CAUTION: Aseptic technique must be strictly observed in all handling, since no preservative or bacteriostatic agent is present in the antibiotic or in the materials used to prepare it for administration. All entries into the vial or into the diluents must be made with a sterile needle. Do not reconstitute with saline solutions. The use of any diluent other than the ones recommended or the presence of a bacteriostatic agent (e.g., benzyl alcohol) in the diluent may cause precipitation of the antibiotic. Do not use the initial concentrate or the infusion solution if there is any evidence of precipitation or foreign matter in either one.

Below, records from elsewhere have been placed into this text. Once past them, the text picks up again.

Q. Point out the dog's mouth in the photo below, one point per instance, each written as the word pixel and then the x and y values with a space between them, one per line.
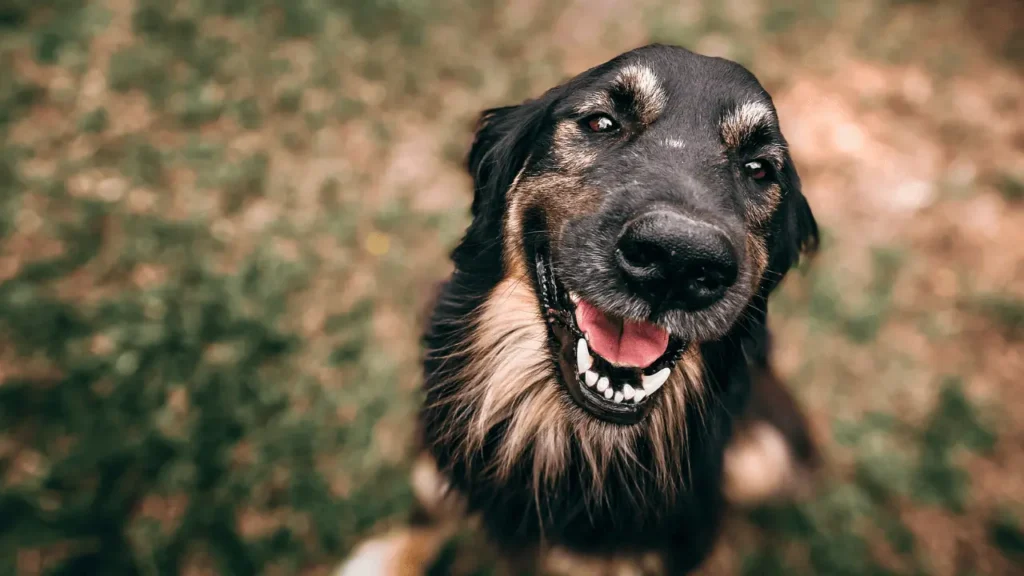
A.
pixel 613 368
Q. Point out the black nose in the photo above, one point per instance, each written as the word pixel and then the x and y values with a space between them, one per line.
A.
pixel 676 262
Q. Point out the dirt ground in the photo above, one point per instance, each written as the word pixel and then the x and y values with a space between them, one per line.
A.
pixel 315 149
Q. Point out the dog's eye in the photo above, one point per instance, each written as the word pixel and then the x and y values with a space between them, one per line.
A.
pixel 600 123
pixel 757 169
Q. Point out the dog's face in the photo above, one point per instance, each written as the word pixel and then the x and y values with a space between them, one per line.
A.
pixel 621 220
pixel 643 200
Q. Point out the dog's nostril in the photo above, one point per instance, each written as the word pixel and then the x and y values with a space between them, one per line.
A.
pixel 642 255
pixel 676 262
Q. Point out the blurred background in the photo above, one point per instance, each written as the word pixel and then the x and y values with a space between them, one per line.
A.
pixel 220 221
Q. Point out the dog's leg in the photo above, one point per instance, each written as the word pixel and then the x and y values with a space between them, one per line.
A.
pixel 410 550
pixel 772 453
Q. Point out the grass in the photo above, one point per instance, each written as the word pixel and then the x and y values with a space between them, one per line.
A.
pixel 212 276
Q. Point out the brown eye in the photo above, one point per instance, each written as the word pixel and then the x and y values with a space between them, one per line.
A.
pixel 601 123
pixel 756 169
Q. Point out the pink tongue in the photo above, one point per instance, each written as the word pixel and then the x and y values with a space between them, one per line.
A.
pixel 623 343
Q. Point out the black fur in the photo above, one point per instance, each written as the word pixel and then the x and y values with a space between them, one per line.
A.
pixel 631 515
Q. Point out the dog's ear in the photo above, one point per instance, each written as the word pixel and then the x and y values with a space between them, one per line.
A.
pixel 795 232
pixel 502 145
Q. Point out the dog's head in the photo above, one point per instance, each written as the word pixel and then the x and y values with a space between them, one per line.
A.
pixel 620 220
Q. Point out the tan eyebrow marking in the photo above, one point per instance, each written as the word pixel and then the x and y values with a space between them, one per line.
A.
pixel 745 119
pixel 598 101
pixel 645 87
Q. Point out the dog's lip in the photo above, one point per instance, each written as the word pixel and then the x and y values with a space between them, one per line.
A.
pixel 623 395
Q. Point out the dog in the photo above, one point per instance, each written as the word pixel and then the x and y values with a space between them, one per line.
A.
pixel 597 382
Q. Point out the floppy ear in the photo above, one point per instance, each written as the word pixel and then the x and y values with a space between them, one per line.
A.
pixel 501 149
pixel 795 232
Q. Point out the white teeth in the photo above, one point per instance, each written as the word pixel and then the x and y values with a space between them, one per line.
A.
pixel 629 392
pixel 653 381
pixel 584 361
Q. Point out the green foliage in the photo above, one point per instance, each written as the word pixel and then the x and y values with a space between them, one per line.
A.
pixel 195 378
pixel 1005 311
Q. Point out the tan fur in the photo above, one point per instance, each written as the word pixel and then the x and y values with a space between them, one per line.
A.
pixel 403 552
pixel 760 209
pixel 646 89
pixel 512 378
pixel 562 563
pixel 743 120
pixel 572 155
pixel 433 491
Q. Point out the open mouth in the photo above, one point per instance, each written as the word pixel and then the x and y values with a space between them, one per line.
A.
pixel 613 368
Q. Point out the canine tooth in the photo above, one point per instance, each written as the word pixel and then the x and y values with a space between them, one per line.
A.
pixel 653 381
pixel 584 361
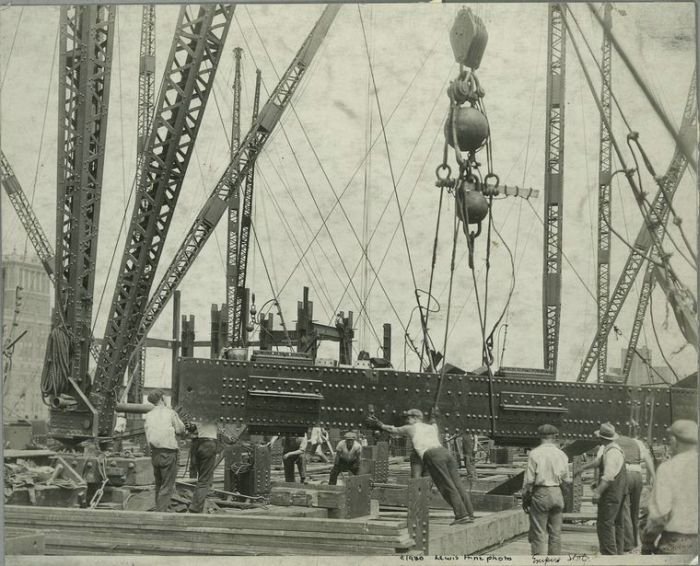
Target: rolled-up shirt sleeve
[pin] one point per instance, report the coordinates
(613, 460)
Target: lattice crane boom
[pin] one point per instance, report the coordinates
(235, 173)
(604, 191)
(645, 240)
(27, 217)
(188, 80)
(86, 38)
(553, 185)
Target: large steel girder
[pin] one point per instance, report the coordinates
(279, 397)
(197, 46)
(238, 168)
(553, 186)
(84, 78)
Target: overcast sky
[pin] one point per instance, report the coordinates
(328, 128)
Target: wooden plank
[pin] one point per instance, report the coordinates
(88, 516)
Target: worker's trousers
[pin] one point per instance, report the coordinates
(610, 523)
(634, 495)
(204, 452)
(442, 468)
(164, 462)
(343, 466)
(289, 463)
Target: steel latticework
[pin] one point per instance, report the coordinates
(235, 173)
(86, 37)
(233, 206)
(671, 179)
(188, 80)
(27, 217)
(658, 214)
(239, 326)
(553, 185)
(604, 191)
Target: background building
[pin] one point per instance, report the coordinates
(26, 307)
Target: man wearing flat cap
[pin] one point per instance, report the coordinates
(547, 469)
(672, 523)
(347, 457)
(437, 460)
(610, 493)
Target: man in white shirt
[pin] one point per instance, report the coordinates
(161, 425)
(672, 524)
(440, 464)
(347, 457)
(547, 469)
(203, 461)
(610, 493)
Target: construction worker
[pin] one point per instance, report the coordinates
(547, 469)
(440, 464)
(293, 449)
(205, 448)
(636, 455)
(347, 457)
(161, 425)
(672, 523)
(610, 493)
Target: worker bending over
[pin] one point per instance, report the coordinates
(161, 425)
(347, 457)
(440, 464)
(203, 461)
(547, 469)
(672, 524)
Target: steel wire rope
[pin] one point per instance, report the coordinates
(43, 129)
(659, 183)
(401, 174)
(393, 182)
(12, 47)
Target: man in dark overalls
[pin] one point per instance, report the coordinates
(610, 493)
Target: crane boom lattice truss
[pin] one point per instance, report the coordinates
(188, 80)
(86, 37)
(233, 206)
(239, 324)
(235, 173)
(27, 217)
(659, 212)
(604, 190)
(553, 185)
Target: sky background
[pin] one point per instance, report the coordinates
(333, 115)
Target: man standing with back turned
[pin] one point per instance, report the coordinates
(547, 468)
(161, 425)
(440, 464)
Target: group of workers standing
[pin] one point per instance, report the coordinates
(671, 516)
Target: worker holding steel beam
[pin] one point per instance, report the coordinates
(672, 524)
(161, 426)
(347, 457)
(441, 465)
(205, 448)
(543, 500)
(610, 493)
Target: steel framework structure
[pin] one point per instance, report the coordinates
(27, 217)
(604, 190)
(674, 173)
(233, 206)
(648, 241)
(239, 324)
(189, 74)
(553, 185)
(86, 37)
(236, 172)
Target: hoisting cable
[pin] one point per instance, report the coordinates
(396, 195)
(688, 152)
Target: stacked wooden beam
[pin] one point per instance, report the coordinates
(84, 531)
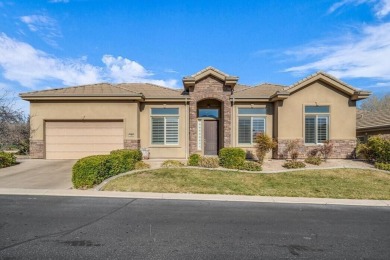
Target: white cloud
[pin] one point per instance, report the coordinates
(59, 1)
(46, 27)
(363, 56)
(381, 7)
(33, 68)
(119, 69)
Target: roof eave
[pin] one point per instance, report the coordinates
(81, 97)
(359, 95)
(279, 95)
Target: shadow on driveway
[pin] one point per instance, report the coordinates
(38, 174)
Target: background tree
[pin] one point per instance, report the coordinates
(14, 125)
(375, 103)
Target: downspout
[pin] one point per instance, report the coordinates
(231, 124)
(186, 127)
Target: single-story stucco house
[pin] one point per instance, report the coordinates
(212, 111)
(369, 123)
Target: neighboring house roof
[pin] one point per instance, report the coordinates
(264, 90)
(374, 119)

An in-line membrane filter may be used for intravenous infusion of amphotericin B; however, the mean pore diameter of the filter should not be less than 1.0 micron in order to assure passage of the antibiotic dispersion.

Storage

Prior to reconstitution FUNGIZONE Intravenous should be stored in the refrigerator, protected against exposure to light. The concentrate (5 mg amphotericin B per mL after reconstitution with 10 mL Sterile Water for Injection, USP) may be stored in the dark, at room temperature for 24 hours, or at refrigerator temperatures for 1 week with minimal loss of potency and clarity. Any unused material should then be discarded. Solutions prepared for intravenous infusion (0.1 mg or less amphotericin B per mL) should be used promptly after preparation and should be protected from light during administration.